録画もしているのだけれど、このドラマだけはリアルタイムで絶対二人で見ることに決めている。

じゃないと先に見た片方がネタバレしてしまって、ちょっとした口論になってしまうから。

片方といっても、大体彼がネタバレするのだけれどね。

「大喧嘩してたところで終わってたからな。
今週どうなるかな。」
 彼がついできたコーヒーを飲む。

私はその日、家に仕事を持って帰っていたので、静かに書類をまとめながら見ていた。


「あたしずっと我慢してた。
あんたの嫌なとこも全部目つむって。
あんたがこれからどうするかとかの話したがらないから、自然にその話題避けて。

全部、全部あんたの都合に……」

「……うん、分かってる。
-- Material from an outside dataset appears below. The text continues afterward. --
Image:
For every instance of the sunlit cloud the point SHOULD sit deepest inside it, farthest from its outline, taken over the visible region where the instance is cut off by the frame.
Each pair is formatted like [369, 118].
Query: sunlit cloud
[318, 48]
ずっと気遣わせてって。」

「分かってない!!あんたは分かってない。
6年付き合って同棲して、あたしたち28になって、それで何?これが初めてのけんかよ!

あたしたち……きっとずっとこうよ。
お互いの傷を触らないように触らないように。傷つかないように。
 
でもそれって付き合ってるって言えるかな。
私たちの6年って……なに?」
 悲痛に顔をゆがめた主人公が、彼とずっと一緒に住んでいた家を飛び出す。

女の人の名を叫んで、彼は彼女を呼び止めるものの、足は追わないまま。

そこで急に真っ暗になったテレビ画面。

映し出される彼と、私。

二人とも画面を見つめているのに、目は合わない。
チッチッ、時計の針の音だけが響く。

次回予告が流れた。

「さあ~て、支度したく。」
 彼はそれだけ言って、コップを台所へ持っていった。